The suit comes three years after another Maryland cab company, Challenger Transportation, alleged a conflict of interest in the awarding of the MetroAccess contract because then-Metro board chairman Tom Downs also helmed the board of advisers for Veolia Transportation of North America (now Transdev North America) at the time the agreement was reached. That lawsuit, also filed in U.S. District Court, has not been resolved, and Bretner’s suit renews the conflict-of-interest concerns, alleging that Downs’s failure to disclose those ties at the time was a violation of the law.

Downs said that while he knew from internal conversations at Veolia that the company was considering bidding for the MetroAccess contract, he recused himself from discussions of any potential contract.

He said he also recused himself from any action, contact or information about the bid. In addition, he physically left Metro headquarters whenever the contract was discussed, he said.

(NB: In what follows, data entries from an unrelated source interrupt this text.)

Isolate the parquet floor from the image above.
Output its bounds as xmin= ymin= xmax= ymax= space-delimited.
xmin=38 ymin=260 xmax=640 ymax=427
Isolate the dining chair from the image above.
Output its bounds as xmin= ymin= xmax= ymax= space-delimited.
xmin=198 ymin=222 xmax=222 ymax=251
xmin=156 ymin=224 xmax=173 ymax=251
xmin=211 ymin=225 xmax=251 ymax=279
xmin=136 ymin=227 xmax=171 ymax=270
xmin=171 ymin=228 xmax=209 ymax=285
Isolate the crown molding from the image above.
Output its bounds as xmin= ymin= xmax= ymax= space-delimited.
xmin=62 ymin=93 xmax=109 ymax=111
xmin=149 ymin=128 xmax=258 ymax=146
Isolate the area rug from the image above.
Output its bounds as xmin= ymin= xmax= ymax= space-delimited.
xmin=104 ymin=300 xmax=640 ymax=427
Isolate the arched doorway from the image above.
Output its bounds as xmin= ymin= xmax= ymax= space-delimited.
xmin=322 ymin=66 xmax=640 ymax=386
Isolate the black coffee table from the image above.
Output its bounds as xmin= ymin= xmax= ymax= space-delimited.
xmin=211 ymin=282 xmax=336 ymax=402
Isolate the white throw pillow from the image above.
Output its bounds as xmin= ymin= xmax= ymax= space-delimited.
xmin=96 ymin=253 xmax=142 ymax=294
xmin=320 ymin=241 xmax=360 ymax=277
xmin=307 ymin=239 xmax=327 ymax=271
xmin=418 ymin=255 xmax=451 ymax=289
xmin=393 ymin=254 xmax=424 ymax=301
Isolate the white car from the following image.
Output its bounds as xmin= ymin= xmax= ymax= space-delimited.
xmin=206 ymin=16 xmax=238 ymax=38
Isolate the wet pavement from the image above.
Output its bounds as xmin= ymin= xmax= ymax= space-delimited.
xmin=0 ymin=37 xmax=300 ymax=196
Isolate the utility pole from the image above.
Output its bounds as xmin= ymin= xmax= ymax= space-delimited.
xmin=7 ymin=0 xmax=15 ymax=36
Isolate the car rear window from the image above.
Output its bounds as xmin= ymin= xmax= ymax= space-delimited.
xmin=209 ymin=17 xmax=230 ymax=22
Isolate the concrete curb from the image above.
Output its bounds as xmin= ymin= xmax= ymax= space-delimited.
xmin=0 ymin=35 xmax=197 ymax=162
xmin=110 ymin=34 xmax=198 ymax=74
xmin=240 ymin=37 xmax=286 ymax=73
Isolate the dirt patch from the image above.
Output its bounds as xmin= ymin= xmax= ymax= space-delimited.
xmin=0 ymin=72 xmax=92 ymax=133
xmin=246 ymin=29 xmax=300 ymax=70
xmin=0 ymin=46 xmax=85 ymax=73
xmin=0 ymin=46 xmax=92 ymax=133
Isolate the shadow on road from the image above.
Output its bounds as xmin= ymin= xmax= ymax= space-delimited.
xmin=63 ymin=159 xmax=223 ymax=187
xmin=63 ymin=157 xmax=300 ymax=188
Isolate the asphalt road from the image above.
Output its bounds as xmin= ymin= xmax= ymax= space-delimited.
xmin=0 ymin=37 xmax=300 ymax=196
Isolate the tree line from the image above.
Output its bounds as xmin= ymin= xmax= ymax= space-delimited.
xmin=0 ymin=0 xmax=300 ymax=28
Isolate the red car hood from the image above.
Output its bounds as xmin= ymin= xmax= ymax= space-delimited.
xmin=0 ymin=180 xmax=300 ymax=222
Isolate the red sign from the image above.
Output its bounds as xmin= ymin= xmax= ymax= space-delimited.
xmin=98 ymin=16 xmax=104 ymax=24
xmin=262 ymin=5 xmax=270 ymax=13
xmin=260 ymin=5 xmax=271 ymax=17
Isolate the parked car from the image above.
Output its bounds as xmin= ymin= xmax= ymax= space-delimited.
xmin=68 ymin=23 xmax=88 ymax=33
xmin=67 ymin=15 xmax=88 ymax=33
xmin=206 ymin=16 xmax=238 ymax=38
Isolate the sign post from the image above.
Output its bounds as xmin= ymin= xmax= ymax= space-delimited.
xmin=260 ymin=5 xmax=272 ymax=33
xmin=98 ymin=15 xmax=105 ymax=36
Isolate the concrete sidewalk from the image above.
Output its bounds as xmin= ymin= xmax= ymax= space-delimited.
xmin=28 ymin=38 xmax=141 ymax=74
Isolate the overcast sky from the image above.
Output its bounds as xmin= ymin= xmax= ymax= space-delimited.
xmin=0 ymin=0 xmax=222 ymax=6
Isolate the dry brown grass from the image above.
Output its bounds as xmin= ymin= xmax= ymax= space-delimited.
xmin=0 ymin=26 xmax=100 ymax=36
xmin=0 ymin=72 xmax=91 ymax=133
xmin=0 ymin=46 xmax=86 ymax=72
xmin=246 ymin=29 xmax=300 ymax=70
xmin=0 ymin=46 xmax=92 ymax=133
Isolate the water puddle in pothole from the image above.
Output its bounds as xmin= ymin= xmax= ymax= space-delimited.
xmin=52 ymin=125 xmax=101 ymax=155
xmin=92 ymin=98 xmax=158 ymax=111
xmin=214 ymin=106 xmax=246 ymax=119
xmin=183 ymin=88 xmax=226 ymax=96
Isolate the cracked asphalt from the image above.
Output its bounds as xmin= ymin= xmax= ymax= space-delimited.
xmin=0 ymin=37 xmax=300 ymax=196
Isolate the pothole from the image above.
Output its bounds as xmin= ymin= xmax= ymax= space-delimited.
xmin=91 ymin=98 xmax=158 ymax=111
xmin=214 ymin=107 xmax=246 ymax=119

“I was physically removing myself from the board meeting and to be extra safe, I said I was leaving the building during this discussion,” he said.

A written recusal followed, Downs said.

Asked whether his dual roles as Metro board chairman and chairman of Veolia North America’s board could have contributed in any way to the contract’s award: “If you doubt [former Metro General Manager] Rich Sarles’s integrity,” Downs said. “I asked Rich to make sure that . . . I received no verbal or written information at any time from any staff and that they were not to even accidentally provide me with any information.”

The suit also accuses another cab company, Sun Cab, of benefiting from Transdev’s arrangement. It says Transdev dispatched taxi trips to companies unlicensed for access services in Prince George’s, with the money going back into the parent corporation’s pocket.

“By controlling the [dispatch services], Transdev has directed a vast majority of the taxi trips in the overall MetroAccess service region to Sun Cab, which Transdev also owns,” the suit alleges. “Therefore Transdev is able to engage in self-dealing and to ‘double dip’ and pay itself twice for each such instance of taxi service delivery.”

Reached by phone, a person who identified himself as Sun Cab’s general manager referred any questions about the lawsuit to Transdev.

The amended complaint was filed in June, but the case was under seal until late that month as the jurisdictions named as co-plaintiffs decided whether to intervene. Maryland and Virginia sought to remove themselves from the case, and late last month, a federal judge asked that any claims filed on their behalf be dismissed.